Prove that $- \Delta(\eta^2 |\nabla u|^2) \le C |\nabla u|^2$ for $u$ harmonic.

Question

Let $B_1 = B(0, 1) \subset \mathbb R^n$, $\eta \in C^\infty_0(B_1)$ such that $\eta = 1$ on $B_{1/2}$ and let $u \in C^2(\overline{B_1})$ be a harmonic function. I want to show that $$- \Delta(\eta^2 |\nabla u|^2) \le C |\nabla u|^2$$ for $C > 0$, where $|\nabla u|^2 = \sum_i (\partial_i u)^2$. We have \begin{align} - \Delta(\eta^2 |\nabla u|^2) &= - \Delta \eta^2 |\nabla u|^2 - \eta^2 \Delta |\nabla u|^2 - 2 \nabla \eta^2 \cdot \nabla|\nabla u|^2 \end{align} where $2 \nabla \eta^2 \cdot \nabla|\nabla u|^2$ is the dot product in $\mathbb R^n$. We easily find that $$\Delta |\nabla u|^2 = \sum_{i,j = 1}^n (\partial_{ij} u )^2 \ge 0,$$ so that, in addition of the fact that $\eta \in C_0^\infty(B_1)$, we get $$- \Delta(\eta^2 |\nabla u|^2) \le C |\nabla u|^2 - 2 \nabla \eta^2 \cdot \nabla|\nabla u|^2.$$ I tried a lot of things to bound $- 2 \nabla \eta^2 \cdot \nabla|\nabla u|^2$ by a constant times $|\nabla u|^2$ but I am not able to get rid of the $\nabla$ before the absolute value in $\nabla|\nabla u|^2$.. Any idea how to do that ?

Answer 1

The trick is that you do not throw away $$- \eta^2 \Delta |\nabla u|^2= -\eta^2 \sum_{i,j} (u_{ij})^2$$

Note

$$\nabla \eta^2 \cdot \nabla|\nabla u|^2 = 2\eta \nabla \eta \cdot \nabla|\nabla u|^2 \le 2|\eta| | \nabla \eta|\ |\nabla|\nabla u|^2 | $$ and \begin{align} |\nabla|\nabla u|^2 |^2 &= \sum_i (\partial_i \langle \nabla u, \nabla u\rangle)^2 \\ &= 4\sum_i (\langle \nabla u, \nabla u_i\rangle)^2 \\ &\le 4 |\nabla u|^2 \sum_i |\nabla u_i|^2 \\ &= 4|\nabla u|^2 \sum_{i,j} u_{ij}^2 \\ \Rightarrow |\nabla |\nabla u|^2| &\le 2 |\nabla u| \sqrt{\sum_{i,j} u_{ij}^2} \end{align} So we have (using $ab\le \frac{1}{2\epsilon} a^2 + \frac{\epsilon}{2} b^2)$)

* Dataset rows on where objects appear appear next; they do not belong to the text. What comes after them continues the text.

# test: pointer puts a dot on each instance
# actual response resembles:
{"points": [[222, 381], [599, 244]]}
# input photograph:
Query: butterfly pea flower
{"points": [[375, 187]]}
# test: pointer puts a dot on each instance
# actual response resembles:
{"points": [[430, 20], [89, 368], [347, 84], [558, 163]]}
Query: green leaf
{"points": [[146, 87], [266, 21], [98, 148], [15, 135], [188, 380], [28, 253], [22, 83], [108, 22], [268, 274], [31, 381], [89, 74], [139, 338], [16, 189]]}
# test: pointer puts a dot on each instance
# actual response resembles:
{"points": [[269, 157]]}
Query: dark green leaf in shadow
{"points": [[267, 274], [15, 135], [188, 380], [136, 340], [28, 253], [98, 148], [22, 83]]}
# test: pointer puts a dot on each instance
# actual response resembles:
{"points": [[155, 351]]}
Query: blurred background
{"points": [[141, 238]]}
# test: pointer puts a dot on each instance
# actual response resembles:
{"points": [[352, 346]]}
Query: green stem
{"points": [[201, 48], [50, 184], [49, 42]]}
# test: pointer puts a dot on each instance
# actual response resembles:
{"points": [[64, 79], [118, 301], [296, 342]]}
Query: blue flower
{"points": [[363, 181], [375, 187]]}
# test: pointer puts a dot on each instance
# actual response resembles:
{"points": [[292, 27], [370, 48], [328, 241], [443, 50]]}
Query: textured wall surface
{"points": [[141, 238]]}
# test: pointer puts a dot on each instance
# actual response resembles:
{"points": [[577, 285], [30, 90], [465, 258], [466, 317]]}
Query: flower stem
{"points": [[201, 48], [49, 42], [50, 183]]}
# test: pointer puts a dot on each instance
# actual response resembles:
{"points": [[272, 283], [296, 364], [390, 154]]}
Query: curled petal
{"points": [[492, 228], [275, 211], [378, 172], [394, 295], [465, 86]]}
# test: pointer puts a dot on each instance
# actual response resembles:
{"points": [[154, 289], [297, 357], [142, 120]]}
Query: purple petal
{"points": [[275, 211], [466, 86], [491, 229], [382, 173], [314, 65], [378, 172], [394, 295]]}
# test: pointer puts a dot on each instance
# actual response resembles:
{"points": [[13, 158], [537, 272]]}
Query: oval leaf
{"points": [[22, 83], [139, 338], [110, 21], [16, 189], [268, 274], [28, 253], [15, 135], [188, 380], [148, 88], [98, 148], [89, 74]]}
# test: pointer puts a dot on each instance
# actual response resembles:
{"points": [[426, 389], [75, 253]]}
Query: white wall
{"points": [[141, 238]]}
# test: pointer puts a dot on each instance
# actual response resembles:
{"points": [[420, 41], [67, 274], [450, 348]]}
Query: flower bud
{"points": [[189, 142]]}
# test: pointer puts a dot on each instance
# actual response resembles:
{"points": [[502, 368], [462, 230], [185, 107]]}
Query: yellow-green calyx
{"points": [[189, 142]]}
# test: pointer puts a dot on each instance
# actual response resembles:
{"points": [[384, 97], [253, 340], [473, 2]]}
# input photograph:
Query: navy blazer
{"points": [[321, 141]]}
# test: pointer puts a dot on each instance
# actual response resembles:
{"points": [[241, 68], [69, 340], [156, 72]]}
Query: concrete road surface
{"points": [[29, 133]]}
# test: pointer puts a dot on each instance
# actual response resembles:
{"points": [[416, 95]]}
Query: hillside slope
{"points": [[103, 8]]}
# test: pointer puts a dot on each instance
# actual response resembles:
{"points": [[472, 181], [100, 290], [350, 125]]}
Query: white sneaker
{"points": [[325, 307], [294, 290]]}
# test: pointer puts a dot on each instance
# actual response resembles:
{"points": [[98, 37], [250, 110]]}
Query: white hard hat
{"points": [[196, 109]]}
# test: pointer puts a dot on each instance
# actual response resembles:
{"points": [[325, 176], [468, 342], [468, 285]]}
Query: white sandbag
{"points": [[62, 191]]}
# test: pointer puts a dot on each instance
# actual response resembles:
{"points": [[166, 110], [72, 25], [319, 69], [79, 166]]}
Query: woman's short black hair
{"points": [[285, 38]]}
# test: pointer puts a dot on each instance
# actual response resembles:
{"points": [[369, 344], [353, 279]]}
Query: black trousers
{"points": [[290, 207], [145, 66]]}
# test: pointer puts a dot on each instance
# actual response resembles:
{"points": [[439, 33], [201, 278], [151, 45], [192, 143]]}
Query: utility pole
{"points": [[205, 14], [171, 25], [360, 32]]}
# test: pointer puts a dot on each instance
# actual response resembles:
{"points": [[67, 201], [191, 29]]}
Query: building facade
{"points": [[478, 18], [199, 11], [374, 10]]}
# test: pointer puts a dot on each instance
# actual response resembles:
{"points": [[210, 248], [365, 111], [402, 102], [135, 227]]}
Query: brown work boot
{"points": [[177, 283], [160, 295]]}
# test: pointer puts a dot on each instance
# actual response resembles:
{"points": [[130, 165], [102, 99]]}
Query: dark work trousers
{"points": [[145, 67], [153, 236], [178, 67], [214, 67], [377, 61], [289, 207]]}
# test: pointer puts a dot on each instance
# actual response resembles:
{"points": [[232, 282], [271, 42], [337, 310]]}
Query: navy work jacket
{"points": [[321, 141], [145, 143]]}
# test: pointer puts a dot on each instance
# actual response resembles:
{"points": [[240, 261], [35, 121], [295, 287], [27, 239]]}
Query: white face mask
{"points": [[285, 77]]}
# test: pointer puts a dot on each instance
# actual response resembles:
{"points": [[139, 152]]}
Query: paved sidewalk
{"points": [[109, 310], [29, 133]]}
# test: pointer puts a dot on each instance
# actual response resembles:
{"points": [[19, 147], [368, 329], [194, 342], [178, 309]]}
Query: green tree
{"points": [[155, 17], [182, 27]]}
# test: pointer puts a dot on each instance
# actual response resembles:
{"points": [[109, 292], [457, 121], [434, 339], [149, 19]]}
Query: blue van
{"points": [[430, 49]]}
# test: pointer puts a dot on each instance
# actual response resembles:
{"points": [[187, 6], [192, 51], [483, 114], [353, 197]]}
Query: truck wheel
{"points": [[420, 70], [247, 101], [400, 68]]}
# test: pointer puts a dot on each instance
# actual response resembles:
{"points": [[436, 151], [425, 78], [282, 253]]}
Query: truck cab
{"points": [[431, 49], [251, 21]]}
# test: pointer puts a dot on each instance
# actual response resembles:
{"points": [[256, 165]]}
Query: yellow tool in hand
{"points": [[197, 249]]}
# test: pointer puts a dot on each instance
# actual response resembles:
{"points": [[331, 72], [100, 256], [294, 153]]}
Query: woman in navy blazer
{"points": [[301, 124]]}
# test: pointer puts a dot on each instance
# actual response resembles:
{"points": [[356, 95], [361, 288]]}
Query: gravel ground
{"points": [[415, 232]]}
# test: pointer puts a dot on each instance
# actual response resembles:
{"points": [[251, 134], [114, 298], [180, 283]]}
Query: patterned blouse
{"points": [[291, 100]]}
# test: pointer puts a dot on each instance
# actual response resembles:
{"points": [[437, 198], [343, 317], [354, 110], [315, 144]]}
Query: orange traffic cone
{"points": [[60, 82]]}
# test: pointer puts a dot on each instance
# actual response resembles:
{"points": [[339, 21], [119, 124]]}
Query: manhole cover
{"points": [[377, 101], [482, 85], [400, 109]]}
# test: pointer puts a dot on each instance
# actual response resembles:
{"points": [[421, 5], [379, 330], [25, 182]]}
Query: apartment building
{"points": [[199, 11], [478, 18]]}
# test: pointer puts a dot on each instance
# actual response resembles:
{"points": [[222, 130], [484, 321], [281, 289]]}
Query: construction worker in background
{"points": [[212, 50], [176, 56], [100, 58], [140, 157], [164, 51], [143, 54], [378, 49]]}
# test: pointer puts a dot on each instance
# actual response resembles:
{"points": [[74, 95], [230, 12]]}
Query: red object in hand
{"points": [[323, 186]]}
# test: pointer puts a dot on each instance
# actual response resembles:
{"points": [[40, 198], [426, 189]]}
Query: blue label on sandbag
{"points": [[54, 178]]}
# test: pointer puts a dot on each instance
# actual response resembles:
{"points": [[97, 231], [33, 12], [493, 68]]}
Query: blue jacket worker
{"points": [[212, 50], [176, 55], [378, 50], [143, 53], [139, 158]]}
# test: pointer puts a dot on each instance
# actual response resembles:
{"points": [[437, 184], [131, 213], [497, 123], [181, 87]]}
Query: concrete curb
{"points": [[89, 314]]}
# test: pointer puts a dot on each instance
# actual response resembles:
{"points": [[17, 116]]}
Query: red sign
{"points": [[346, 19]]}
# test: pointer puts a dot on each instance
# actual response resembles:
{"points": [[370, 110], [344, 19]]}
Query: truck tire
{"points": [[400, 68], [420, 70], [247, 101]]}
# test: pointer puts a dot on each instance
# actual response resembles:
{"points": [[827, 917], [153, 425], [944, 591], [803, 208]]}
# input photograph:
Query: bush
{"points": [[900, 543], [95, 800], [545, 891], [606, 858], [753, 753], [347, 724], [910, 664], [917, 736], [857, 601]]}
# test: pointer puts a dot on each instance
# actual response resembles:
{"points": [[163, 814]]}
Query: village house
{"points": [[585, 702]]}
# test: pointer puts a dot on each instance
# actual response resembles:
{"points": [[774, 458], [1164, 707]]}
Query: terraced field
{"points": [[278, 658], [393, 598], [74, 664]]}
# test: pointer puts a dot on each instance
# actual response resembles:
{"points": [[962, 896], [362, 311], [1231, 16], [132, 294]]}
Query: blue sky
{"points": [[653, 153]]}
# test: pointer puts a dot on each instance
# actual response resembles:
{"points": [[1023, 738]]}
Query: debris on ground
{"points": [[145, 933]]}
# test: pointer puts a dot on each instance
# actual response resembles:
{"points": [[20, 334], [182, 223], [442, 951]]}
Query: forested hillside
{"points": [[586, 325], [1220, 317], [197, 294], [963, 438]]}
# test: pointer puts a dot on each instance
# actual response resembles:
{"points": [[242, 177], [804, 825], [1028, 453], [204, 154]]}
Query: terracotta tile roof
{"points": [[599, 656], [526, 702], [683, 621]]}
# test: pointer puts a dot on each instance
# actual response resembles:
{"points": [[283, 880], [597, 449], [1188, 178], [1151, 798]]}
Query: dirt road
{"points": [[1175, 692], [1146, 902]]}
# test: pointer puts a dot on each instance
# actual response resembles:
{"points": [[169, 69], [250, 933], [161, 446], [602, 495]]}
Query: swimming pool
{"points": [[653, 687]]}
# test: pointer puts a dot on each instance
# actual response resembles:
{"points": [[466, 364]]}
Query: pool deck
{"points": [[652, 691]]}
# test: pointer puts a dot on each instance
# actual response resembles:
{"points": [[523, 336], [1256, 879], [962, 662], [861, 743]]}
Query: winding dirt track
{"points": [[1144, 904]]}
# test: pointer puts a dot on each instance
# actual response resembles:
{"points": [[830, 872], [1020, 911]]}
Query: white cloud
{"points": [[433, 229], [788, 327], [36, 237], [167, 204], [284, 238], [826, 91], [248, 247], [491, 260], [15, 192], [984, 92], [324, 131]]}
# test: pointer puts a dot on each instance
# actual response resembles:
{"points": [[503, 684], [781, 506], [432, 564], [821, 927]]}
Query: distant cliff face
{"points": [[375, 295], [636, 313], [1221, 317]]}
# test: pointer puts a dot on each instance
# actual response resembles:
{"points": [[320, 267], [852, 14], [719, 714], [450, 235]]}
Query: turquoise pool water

\begin{align} -2\nabla \eta^2 \cdot \nabla|\nabla u|^2 & \le 4 |\eta| |\nabla \eta| |\nabla u | \sqrt{\sum_{i,j} u_{ij}^2} \\ &= 4\left( |\eta|\sqrt{\sum_{i,j} u_{ij}^2} \right)\bigg( |\nabla \eta| |\nabla u | \bigg) \\ &\le 4 \left( \frac{1}{4} \eta^2 \sum_{i,j} u_{ij}^2 + |\nabla \eta|^2 |\nabla u |^2 \right) \\ &= \eta^2 \sum_{i,j} u_{ij}^2 + 4|\nabla \eta|^2 |\nabla u |^2 . \end{align}

So we have $$ - \Delta(\eta^2 |\nabla u|^2)\le (- \Delta \eta^2 +4 |\nabla \eta|^2 )|\nabla u|^2\le C|\nabla u|^2$$